株式会社德風會・祭祀研究所 代表取締役社長 竹谷泰則

 神道では仏教と違い、各家庭のお墓を神社の敷地内に建てません。神道では「死は穢れ」だからです。しかし、神宮も社も寺も廟も墓石も霊璽も位牌も、霊魂を祭祀する点に於いては変りがありません。祭祀の形や名が違うだけです。
 神道のお墓は奥津城(おくつき)と言います。また、位牌は霊璽(れいじ)、仏壇は祖霊舎(みたまや)、戒名は諡号(おくりな)と言います。
 供養を神道的に言うと、鎮魂や慰霊などになります。神道ではお線香をあげないため香炉は置きません。
 江戸時代の檀家制度では、必ず檀家寺に所属し、亡くなれば必ず仏式で供養していましたので、神式で故人を慰霊するのは明治からとなりますが、祖霊を祭祀することは我が国の固有の習俗(しゅうぞく=風俗や習慣)なのです。

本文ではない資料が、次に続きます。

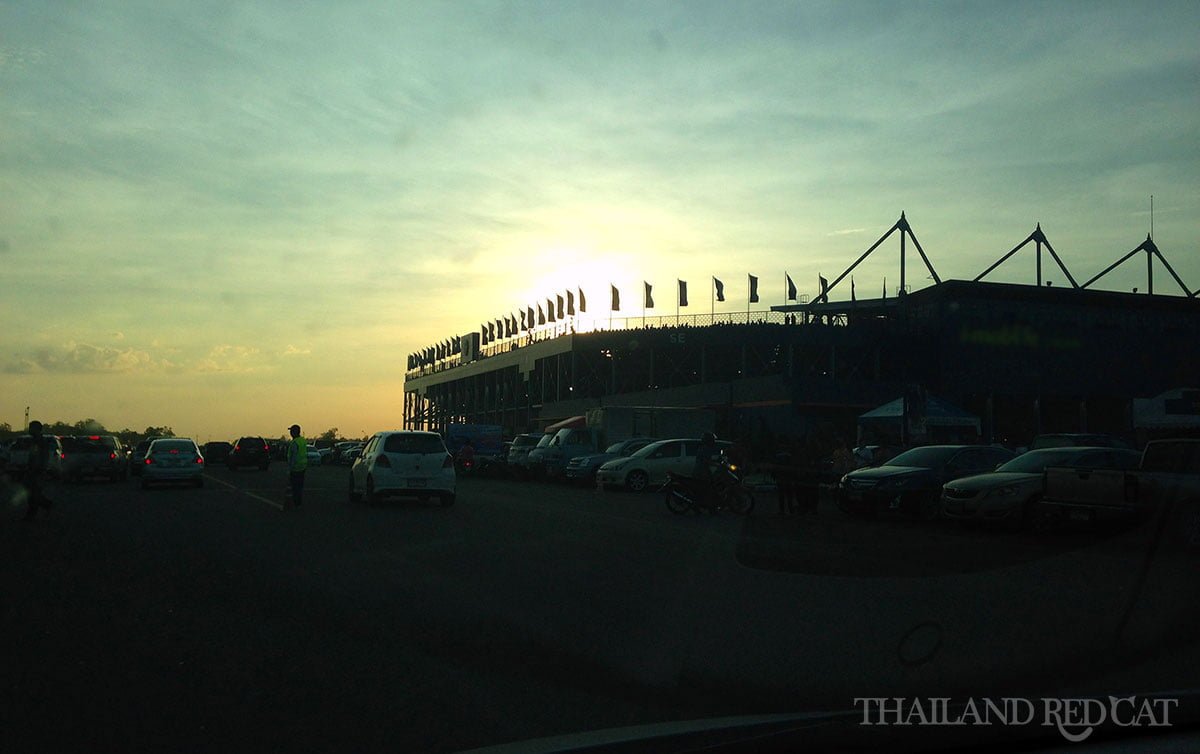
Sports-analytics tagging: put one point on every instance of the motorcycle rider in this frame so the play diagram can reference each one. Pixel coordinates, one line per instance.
(707, 458)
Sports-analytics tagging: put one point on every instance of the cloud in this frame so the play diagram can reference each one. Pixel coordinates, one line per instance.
(232, 359)
(84, 358)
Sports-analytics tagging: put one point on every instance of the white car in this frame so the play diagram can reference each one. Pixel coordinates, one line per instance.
(649, 466)
(403, 462)
(173, 460)
(18, 454)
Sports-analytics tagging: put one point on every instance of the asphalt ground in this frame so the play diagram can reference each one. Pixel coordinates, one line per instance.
(214, 620)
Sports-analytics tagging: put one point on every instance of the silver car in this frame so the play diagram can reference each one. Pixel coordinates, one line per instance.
(1006, 495)
(174, 460)
(403, 462)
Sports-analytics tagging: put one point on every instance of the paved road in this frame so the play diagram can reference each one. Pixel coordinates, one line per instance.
(203, 620)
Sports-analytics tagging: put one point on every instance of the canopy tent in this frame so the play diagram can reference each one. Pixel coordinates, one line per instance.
(1174, 410)
(941, 420)
(937, 413)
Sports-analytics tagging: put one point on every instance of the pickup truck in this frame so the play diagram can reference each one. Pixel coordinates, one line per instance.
(1169, 472)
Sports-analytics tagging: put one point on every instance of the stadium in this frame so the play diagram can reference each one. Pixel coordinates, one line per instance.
(1005, 361)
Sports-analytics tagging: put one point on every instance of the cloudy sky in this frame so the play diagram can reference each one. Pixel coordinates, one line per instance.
(227, 217)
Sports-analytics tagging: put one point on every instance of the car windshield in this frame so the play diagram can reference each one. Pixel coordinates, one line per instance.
(924, 458)
(421, 444)
(88, 444)
(173, 446)
(1036, 461)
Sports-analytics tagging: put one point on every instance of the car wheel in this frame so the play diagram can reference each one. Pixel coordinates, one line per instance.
(1024, 518)
(636, 480)
(929, 507)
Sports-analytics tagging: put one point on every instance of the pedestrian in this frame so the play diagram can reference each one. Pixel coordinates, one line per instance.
(809, 473)
(35, 471)
(298, 462)
(783, 468)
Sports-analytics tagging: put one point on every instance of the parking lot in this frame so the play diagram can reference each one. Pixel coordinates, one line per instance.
(207, 618)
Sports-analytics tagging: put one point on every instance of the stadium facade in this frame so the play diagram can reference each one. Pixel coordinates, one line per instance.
(1025, 359)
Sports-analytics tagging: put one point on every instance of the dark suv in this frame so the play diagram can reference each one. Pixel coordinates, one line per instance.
(94, 455)
(250, 452)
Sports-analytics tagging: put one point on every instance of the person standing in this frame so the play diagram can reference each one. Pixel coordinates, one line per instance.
(298, 464)
(35, 471)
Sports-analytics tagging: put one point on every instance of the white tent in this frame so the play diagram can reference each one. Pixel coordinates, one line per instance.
(1174, 410)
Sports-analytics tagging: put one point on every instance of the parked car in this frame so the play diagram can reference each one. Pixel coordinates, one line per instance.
(874, 455)
(250, 452)
(1008, 495)
(138, 456)
(216, 452)
(94, 455)
(341, 454)
(1168, 474)
(912, 482)
(648, 467)
(173, 460)
(403, 462)
(585, 467)
(18, 454)
(1067, 440)
(519, 452)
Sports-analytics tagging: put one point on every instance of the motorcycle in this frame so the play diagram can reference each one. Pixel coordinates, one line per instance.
(725, 491)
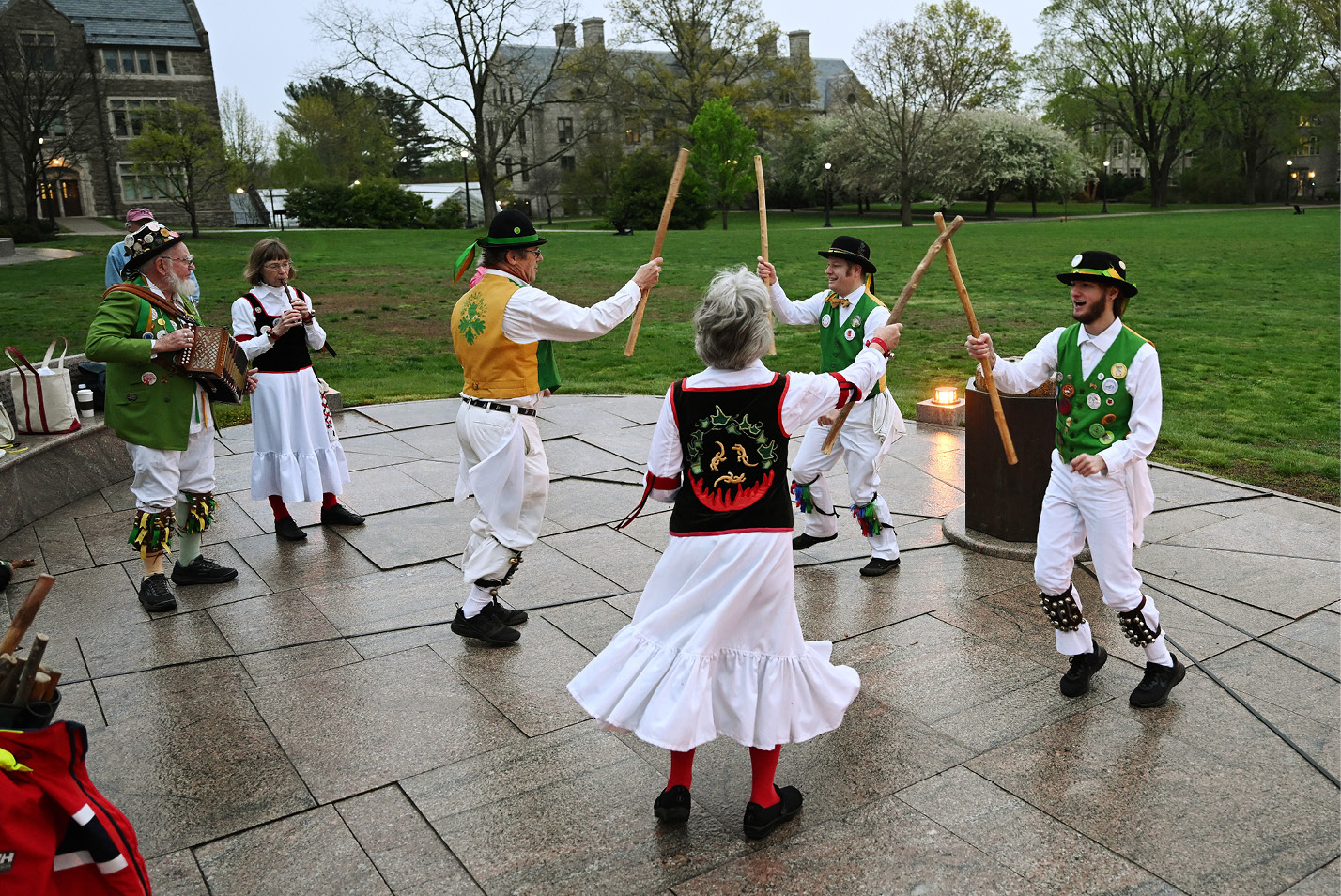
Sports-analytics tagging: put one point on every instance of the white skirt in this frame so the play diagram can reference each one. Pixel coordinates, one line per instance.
(297, 456)
(715, 647)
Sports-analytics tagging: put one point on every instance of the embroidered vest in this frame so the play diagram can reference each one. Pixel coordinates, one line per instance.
(288, 353)
(495, 366)
(840, 342)
(735, 460)
(1093, 412)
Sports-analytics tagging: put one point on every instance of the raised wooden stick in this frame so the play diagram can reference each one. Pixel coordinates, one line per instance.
(893, 318)
(763, 238)
(23, 619)
(973, 326)
(682, 160)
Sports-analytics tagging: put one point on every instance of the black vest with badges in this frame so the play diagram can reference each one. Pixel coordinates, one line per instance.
(288, 353)
(735, 460)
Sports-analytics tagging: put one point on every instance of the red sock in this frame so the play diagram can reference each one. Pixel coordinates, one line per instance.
(682, 769)
(763, 766)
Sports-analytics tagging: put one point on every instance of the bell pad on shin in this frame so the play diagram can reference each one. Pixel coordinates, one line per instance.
(1134, 626)
(1062, 610)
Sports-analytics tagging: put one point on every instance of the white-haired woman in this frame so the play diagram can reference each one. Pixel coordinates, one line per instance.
(715, 645)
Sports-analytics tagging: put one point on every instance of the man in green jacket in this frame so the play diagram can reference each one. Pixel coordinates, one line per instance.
(163, 417)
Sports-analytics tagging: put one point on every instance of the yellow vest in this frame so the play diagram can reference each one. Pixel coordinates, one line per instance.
(495, 366)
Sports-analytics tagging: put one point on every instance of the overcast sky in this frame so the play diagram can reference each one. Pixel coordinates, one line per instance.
(259, 46)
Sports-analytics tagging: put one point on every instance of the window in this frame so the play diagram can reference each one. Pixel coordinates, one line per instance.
(39, 50)
(128, 116)
(129, 60)
(137, 184)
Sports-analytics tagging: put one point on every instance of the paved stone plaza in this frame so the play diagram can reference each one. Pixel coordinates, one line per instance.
(316, 727)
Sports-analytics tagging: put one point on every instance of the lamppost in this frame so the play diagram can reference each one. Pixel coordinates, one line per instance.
(829, 192)
(466, 182)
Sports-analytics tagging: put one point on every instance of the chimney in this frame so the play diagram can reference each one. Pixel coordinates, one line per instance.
(593, 32)
(799, 41)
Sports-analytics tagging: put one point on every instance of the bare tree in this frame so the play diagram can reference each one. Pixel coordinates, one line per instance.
(1149, 68)
(47, 107)
(475, 63)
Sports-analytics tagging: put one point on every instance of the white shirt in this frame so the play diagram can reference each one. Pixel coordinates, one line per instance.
(808, 396)
(534, 314)
(813, 309)
(275, 303)
(1143, 384)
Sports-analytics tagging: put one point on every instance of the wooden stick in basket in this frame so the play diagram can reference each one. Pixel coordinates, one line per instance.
(682, 160)
(998, 412)
(893, 317)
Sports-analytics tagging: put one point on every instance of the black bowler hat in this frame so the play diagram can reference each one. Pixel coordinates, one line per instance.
(510, 229)
(1100, 266)
(851, 250)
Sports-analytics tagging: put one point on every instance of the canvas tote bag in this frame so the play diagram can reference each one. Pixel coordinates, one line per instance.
(43, 398)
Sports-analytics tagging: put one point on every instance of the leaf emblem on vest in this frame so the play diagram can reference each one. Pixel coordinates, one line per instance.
(472, 318)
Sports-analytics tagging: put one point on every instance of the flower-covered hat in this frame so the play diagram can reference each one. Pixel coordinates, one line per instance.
(144, 244)
(1099, 266)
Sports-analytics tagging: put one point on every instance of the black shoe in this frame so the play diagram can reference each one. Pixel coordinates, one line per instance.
(802, 541)
(759, 821)
(156, 595)
(288, 530)
(672, 805)
(1155, 687)
(486, 628)
(503, 614)
(339, 516)
(203, 572)
(1075, 682)
(879, 566)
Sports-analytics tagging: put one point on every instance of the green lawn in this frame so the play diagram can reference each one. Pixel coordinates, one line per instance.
(1243, 307)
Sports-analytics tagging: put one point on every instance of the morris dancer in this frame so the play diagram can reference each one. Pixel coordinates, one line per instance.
(848, 316)
(163, 417)
(715, 645)
(1109, 407)
(501, 332)
(298, 455)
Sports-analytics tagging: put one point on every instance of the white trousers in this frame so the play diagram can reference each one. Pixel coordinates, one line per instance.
(503, 460)
(1094, 508)
(162, 473)
(862, 443)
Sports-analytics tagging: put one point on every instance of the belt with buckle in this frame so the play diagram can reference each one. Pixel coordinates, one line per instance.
(494, 406)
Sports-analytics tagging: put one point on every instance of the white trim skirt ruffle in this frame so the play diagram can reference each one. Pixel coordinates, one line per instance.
(715, 648)
(297, 456)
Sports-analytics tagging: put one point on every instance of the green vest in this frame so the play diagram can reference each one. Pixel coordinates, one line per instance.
(837, 350)
(145, 404)
(1093, 412)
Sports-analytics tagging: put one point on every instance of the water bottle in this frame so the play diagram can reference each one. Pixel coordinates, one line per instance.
(84, 398)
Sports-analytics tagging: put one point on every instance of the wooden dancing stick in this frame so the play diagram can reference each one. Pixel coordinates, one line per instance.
(682, 160)
(893, 317)
(973, 326)
(763, 238)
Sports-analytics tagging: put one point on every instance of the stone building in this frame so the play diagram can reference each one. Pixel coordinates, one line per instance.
(141, 54)
(554, 126)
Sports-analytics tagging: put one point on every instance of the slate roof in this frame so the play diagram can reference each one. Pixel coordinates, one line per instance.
(153, 23)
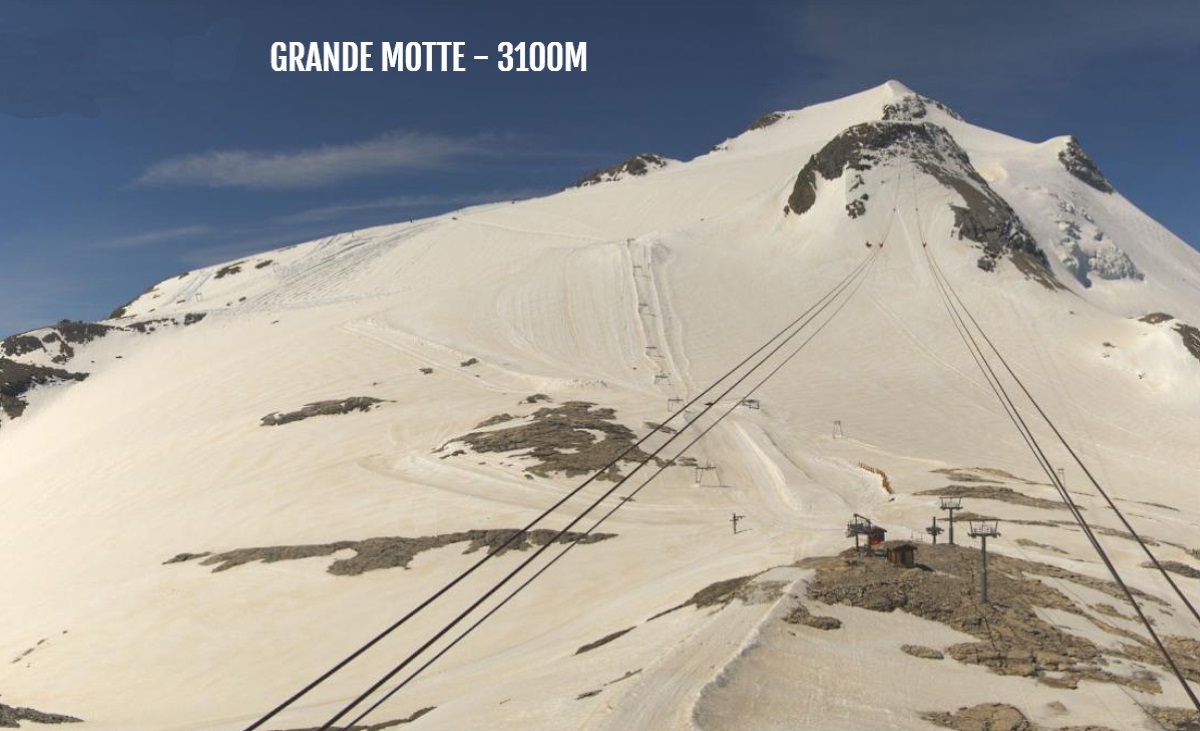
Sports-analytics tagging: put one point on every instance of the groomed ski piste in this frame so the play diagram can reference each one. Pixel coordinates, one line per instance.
(125, 491)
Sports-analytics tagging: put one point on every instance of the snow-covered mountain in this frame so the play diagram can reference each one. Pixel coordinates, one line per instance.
(252, 468)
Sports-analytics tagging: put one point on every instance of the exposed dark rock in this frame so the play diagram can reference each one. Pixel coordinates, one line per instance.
(228, 270)
(323, 408)
(17, 379)
(1176, 719)
(495, 420)
(1078, 163)
(921, 651)
(1156, 317)
(993, 492)
(765, 121)
(21, 345)
(1087, 251)
(985, 217)
(1175, 567)
(1191, 339)
(12, 715)
(801, 615)
(185, 557)
(981, 474)
(994, 717)
(1012, 636)
(637, 165)
(79, 333)
(723, 593)
(913, 107)
(604, 640)
(376, 553)
(148, 327)
(1033, 544)
(562, 439)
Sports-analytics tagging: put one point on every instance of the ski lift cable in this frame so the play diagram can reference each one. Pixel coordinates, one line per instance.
(601, 520)
(595, 503)
(387, 631)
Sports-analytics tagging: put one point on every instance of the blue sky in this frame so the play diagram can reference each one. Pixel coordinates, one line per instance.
(142, 139)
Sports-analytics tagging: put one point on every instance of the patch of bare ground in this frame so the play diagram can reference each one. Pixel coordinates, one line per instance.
(323, 408)
(12, 715)
(604, 640)
(1012, 636)
(802, 615)
(1175, 567)
(994, 717)
(995, 492)
(1176, 719)
(1108, 610)
(723, 593)
(921, 651)
(381, 725)
(376, 553)
(981, 474)
(563, 441)
(1032, 544)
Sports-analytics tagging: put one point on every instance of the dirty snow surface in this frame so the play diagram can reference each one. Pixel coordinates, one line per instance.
(510, 351)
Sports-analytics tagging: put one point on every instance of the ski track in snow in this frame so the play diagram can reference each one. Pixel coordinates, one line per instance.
(589, 294)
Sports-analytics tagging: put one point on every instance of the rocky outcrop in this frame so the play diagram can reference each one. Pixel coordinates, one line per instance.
(1086, 250)
(12, 715)
(1012, 635)
(765, 121)
(994, 717)
(983, 217)
(323, 408)
(637, 165)
(562, 439)
(18, 378)
(1078, 163)
(1191, 337)
(913, 107)
(377, 553)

 常世(とこよ=黄泉の国)と現世(うつしよ=顕界)の境にある千引岩(ちびきいわ)が、日本の墓の起源と言われています。  

 「吉相墓」は、夫婦和合が家系のために大切なので、夫婦墓(めおとばか)で父母を祀り、夫婦神(めおとがみ)でもあります。
 また、五輪塔の空風火水地で天地自然の徳、すなわち、自然神を敬います。
 そして、五輪塔にご先祖様を祀り崇める「祖先崇拝」です。家の守護神となったご先祖様からの守護を頂きます。
 故人の霊は祖霊に加わり、家の守護神となって、子孫を見守ります。
 ‟みたまのふゆ(恩頼)”とは、ミタマは御霊、フユは振るであり神様・ご先祖様の御力やお恵みです。
 「吉相墓」は、敬神崇祖(けいしんすうそ)であり、神の恩恵に感謝し敬い、祖先(家の守護神)を崇めます。
 常世と現世は相即不離(そうそくふり=互いに密接に関連していて離れないこと。)の関係にあり、顕幽一如です。
 現世での幸福は常世からの‟みたまのふゆ”により与えられると考えます。
 常世と現世の両方が良くありたい。常世の先祖を慰霊し崇めて、現世の家庭の守護を求め、未来の子孫繁栄を願います。